Chiming watches use minute repeaters and striking mechanisms to mark time by audibly chiming on the hour, quarter or minute. According to archives, more than half of the 1625 watches, pendants and pocket watches produced by Audemars Piguet between 1882 and 1892 incorporated chiming mechanisms.
Over the years, Audemars Piguet has continued to innovate with minute repeaters and striking mechanisms, such as the Grande Sonnerie and Petite Sonnerie, which automatically chime without the need for manual activation.
The minute repeater strikes the hours, quarters and minutes with precision and on demand. It is mechanically programmed to play 720 sequences: one sound sequence for each minute of the twelve hours displayed on a watch. Hours are indicated by low notes, minutes by high notes, and quarter hours by a combination of both. These sequences are played by hammers, which strike hardened steel gongs when the striking mechanism is activated by a latch located on the side of the case.
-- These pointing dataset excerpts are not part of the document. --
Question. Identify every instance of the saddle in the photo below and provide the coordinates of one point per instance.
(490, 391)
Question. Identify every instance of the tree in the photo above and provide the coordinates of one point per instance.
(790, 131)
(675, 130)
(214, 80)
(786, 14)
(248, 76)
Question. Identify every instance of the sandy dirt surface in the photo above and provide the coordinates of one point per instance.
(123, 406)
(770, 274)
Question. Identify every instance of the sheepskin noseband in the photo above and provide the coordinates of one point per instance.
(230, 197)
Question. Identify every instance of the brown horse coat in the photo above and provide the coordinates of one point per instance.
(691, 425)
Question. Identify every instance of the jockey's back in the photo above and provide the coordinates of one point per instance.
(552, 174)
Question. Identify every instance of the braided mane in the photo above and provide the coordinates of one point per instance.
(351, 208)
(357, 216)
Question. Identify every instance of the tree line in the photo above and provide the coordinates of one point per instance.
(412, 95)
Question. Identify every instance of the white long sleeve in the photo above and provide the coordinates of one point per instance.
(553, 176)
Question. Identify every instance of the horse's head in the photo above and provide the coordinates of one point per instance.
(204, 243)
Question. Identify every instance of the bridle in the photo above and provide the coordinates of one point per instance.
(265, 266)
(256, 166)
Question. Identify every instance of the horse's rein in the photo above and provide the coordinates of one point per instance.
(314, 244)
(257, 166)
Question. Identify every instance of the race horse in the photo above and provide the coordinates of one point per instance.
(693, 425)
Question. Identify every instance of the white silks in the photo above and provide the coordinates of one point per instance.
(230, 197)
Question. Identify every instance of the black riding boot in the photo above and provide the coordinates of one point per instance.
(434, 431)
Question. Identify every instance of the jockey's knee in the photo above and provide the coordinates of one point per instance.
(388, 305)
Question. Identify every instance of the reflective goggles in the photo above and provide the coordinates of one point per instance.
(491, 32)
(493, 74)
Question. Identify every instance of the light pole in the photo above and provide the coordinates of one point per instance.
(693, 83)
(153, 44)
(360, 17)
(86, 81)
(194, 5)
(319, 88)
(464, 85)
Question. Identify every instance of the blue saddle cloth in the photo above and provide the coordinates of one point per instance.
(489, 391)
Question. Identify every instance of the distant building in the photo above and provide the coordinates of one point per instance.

Audemars Piguet has specialised in minute repeaters since 1875. This function takes roots in the early days of watchmaking, long before the advent of artificial lighting.
1892
Audemars Piguet works with Louis Brandt & Frère in Bienne to create the first repeater wristwatch in history.
1882-1892
Half of the complicated timepieces produced by Audemars Piguet during this period include a repeater function.
1922-1940
Between the two World Wars, Audemars Piguet produces 22 Art Deco style repeater wristwatches.
1945-1960
Seven round wristwatches are created and equipped with miniature repeater calibres developed between 1886 and 1930. These watches reflect the style of their time, while remaining still strikingly contemporary.
1960-1992
The minute repeater is once again used exclusively in pocket watches.
1992-2002
Models 25723 and 25725 open up a new golden age for chiming wristwatches.
2015
After eight years of research, the RD#1 prototype sees the light.
2016
The limited-production series Royal Oak Concept Supersonnerie is commercialised.
2023
The Code 11.59 by Audemars Piguet Universelle incorporates 40 functions, including 23 complications, among which a Grande Sonnerie Supersonnerie, a minute repeater, a perpetual calendar, a split-seconds flyback chronograph and a flying tourbillon.
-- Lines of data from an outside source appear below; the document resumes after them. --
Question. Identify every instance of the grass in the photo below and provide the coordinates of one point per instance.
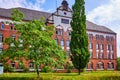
(96, 75)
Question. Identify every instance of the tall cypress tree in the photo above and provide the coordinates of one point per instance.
(79, 38)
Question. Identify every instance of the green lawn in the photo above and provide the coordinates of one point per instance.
(96, 75)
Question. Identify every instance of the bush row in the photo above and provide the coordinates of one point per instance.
(62, 78)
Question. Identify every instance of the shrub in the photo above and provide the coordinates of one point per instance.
(8, 68)
(46, 69)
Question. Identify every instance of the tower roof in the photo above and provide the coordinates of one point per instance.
(65, 5)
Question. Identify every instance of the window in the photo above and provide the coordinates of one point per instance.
(2, 26)
(0, 50)
(101, 56)
(13, 37)
(91, 65)
(90, 54)
(108, 55)
(97, 46)
(67, 43)
(11, 26)
(66, 21)
(110, 65)
(1, 38)
(31, 65)
(90, 37)
(13, 64)
(69, 33)
(101, 46)
(20, 41)
(59, 31)
(91, 46)
(112, 47)
(68, 53)
(109, 38)
(62, 42)
(56, 40)
(108, 47)
(100, 65)
(97, 55)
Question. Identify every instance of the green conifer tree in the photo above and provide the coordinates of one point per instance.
(79, 38)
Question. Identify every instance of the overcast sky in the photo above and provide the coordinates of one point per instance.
(102, 12)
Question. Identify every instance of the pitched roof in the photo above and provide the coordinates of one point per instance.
(29, 14)
(33, 14)
(95, 27)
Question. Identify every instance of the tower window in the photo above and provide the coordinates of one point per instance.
(2, 26)
(65, 21)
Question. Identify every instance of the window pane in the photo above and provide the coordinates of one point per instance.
(2, 26)
(67, 43)
(1, 38)
(66, 21)
(62, 42)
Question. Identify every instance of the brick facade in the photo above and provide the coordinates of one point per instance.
(102, 41)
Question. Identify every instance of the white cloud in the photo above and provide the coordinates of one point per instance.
(108, 15)
(30, 4)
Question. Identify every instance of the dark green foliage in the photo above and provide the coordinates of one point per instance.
(17, 15)
(35, 43)
(46, 69)
(79, 38)
(8, 68)
(118, 63)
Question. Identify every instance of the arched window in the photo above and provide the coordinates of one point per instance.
(110, 65)
(2, 26)
(13, 64)
(91, 65)
(31, 65)
(100, 65)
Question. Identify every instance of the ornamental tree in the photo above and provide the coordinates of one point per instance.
(35, 44)
(79, 38)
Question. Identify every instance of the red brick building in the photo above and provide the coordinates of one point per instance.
(102, 41)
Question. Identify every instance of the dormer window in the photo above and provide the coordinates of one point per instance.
(65, 21)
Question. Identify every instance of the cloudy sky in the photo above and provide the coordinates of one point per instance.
(102, 12)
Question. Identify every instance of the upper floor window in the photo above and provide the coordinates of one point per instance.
(66, 21)
(69, 33)
(67, 43)
(2, 26)
(109, 38)
(91, 54)
(31, 65)
(97, 46)
(13, 37)
(1, 38)
(108, 47)
(99, 37)
(62, 42)
(101, 46)
(13, 64)
(59, 31)
(90, 36)
(56, 40)
(11, 26)
(0, 50)
(91, 46)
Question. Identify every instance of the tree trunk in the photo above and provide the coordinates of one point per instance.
(79, 65)
(79, 72)
(38, 74)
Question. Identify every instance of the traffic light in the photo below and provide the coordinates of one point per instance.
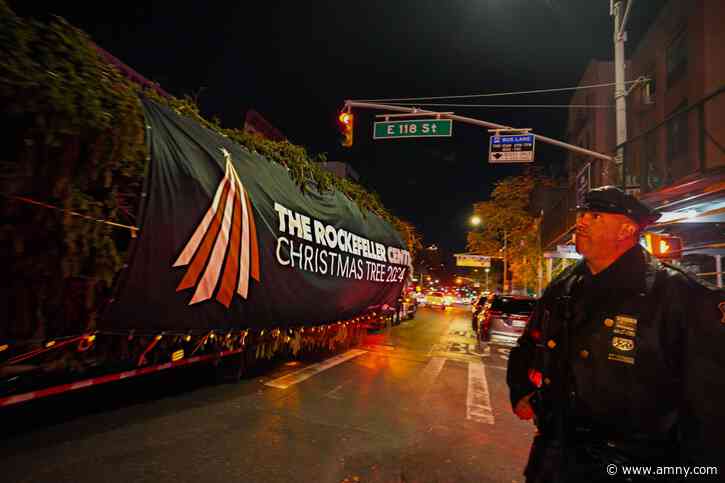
(346, 120)
(667, 247)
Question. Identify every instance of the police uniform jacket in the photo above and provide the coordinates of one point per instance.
(636, 351)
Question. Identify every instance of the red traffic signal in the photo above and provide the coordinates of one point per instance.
(346, 120)
(666, 247)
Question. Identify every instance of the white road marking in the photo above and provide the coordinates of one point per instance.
(478, 405)
(298, 376)
(430, 374)
(334, 393)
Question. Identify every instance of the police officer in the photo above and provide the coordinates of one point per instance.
(623, 361)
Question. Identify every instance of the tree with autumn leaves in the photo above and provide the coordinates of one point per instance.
(508, 213)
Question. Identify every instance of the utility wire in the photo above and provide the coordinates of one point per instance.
(565, 106)
(537, 91)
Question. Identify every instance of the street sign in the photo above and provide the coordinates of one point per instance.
(413, 128)
(511, 149)
(465, 260)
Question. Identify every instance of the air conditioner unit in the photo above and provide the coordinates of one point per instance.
(648, 97)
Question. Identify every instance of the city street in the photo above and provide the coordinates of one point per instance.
(420, 404)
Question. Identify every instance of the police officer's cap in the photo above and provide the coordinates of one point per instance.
(610, 199)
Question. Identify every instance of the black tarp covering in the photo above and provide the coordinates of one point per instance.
(228, 240)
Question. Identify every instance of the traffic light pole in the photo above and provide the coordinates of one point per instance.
(475, 122)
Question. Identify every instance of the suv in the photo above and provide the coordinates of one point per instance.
(437, 299)
(504, 317)
(476, 307)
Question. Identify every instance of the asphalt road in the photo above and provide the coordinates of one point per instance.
(420, 404)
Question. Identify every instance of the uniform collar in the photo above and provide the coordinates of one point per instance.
(627, 272)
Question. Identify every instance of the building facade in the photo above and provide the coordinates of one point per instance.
(674, 156)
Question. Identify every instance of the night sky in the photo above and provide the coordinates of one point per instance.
(297, 62)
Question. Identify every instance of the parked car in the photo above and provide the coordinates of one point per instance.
(476, 308)
(437, 299)
(408, 307)
(504, 318)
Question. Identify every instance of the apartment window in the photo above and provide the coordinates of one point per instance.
(677, 134)
(677, 58)
(654, 174)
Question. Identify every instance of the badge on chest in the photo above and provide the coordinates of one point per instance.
(622, 348)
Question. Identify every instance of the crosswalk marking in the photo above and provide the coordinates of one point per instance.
(478, 404)
(298, 376)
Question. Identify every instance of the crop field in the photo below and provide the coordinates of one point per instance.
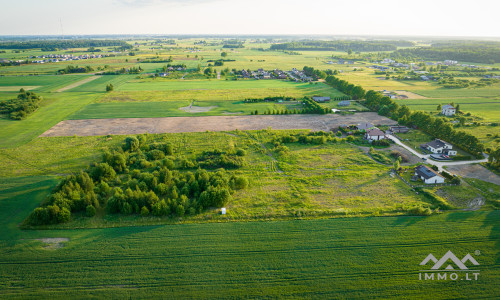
(321, 213)
(333, 258)
(54, 108)
(165, 98)
(45, 83)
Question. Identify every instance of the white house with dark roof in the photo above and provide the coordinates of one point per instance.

In addition to striking the hours, quarters and minutes on demand as a traditional minute repeater would, a Grande Sonnerie, like a bell tower, automatically strikes the hours and each quarter hour.
Considered as one of the most sophisticated and complex complications, the Grande Sonnerie has remained quite rare to this day. Today, only a handful of specialised watchmakers at Audemars Piguet are trained to assemble and adjust a Grande Sonnerie.
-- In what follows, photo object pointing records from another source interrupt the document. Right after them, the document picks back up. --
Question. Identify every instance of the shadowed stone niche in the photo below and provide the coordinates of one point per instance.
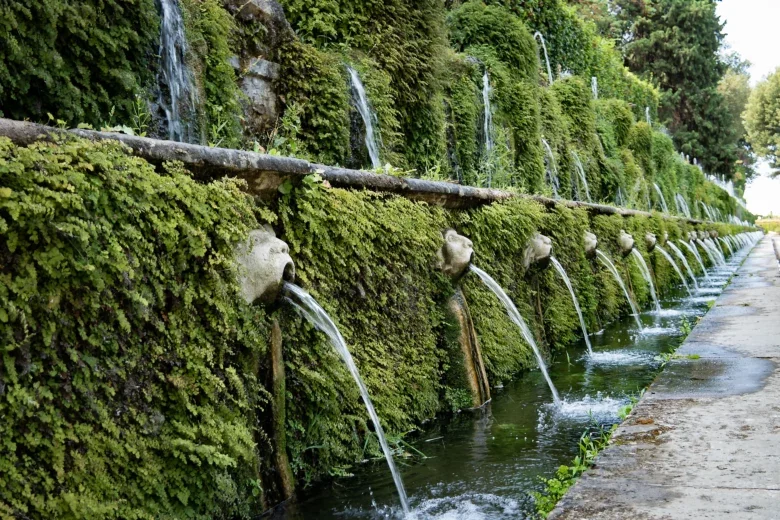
(453, 259)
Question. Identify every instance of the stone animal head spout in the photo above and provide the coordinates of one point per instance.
(455, 254)
(537, 251)
(264, 264)
(650, 241)
(625, 242)
(591, 243)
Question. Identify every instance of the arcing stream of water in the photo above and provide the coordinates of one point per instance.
(518, 320)
(696, 255)
(684, 260)
(640, 260)
(312, 311)
(561, 271)
(676, 268)
(539, 36)
(178, 95)
(360, 100)
(552, 169)
(486, 464)
(612, 269)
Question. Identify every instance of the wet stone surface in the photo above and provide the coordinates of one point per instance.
(704, 441)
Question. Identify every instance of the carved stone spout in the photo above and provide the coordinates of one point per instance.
(626, 242)
(264, 264)
(650, 241)
(591, 243)
(455, 254)
(537, 251)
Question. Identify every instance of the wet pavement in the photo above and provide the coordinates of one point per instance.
(704, 441)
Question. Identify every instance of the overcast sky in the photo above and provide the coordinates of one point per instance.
(752, 30)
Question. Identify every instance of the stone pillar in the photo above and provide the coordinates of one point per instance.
(282, 463)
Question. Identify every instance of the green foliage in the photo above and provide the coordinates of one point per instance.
(475, 23)
(591, 443)
(762, 119)
(128, 371)
(406, 39)
(75, 60)
(209, 33)
(315, 81)
(691, 105)
(369, 261)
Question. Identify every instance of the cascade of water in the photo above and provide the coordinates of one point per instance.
(552, 169)
(715, 251)
(620, 198)
(728, 246)
(174, 77)
(518, 320)
(661, 198)
(696, 255)
(675, 266)
(612, 269)
(581, 174)
(684, 260)
(562, 272)
(488, 119)
(367, 114)
(539, 36)
(682, 205)
(640, 260)
(714, 260)
(706, 210)
(315, 314)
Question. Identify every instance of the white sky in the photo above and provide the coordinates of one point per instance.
(751, 30)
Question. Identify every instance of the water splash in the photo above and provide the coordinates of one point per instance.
(539, 36)
(518, 320)
(583, 179)
(175, 78)
(696, 255)
(661, 198)
(684, 260)
(640, 260)
(612, 269)
(562, 272)
(317, 316)
(552, 169)
(367, 114)
(675, 266)
(714, 260)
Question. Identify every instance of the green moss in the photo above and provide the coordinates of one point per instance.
(210, 29)
(475, 23)
(76, 61)
(128, 382)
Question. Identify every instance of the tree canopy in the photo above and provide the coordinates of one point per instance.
(762, 119)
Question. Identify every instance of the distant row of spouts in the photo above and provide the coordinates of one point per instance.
(266, 272)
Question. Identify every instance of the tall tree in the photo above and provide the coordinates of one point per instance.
(676, 44)
(762, 119)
The Grande Sonnerie is the acme of chiming watches. Like an orchestra, the synchronisation of components has to be perfect to guarantee the automatic chiming of the hours and quarters.
Lucas Raggi
Development Director
Audemars Piguet introduced its patented Supersonnerie technology in 2015, following 8 years of research and development in collaboration with the Swiss Federal Institute of Technology Lausanne (EPFL).
The Royal Oak Concept Supersonnerie presents a newly developed case construction that prevents sound absorption and boosts amplification. In traditional minute repeater technology, the gongs are fixed to the plate. In the Royal Oak Concept Supersonnerie, they are attached to a new device that acts as a soundboard, to which they transmit vibrations directly. The technology functions like the upper body of a guitar. With the vibration air system improved, sound quality, tone and amplification are richer.
In Calibre 1000 the gongs are now attached to the 0.6mm sapphire crystal membrane acting as a soundboard, while the caseback can be opened by an extra-thin "secret" cover, which also features apertures on the side to let air through and boost sound amplification when the watch sits on the wrist.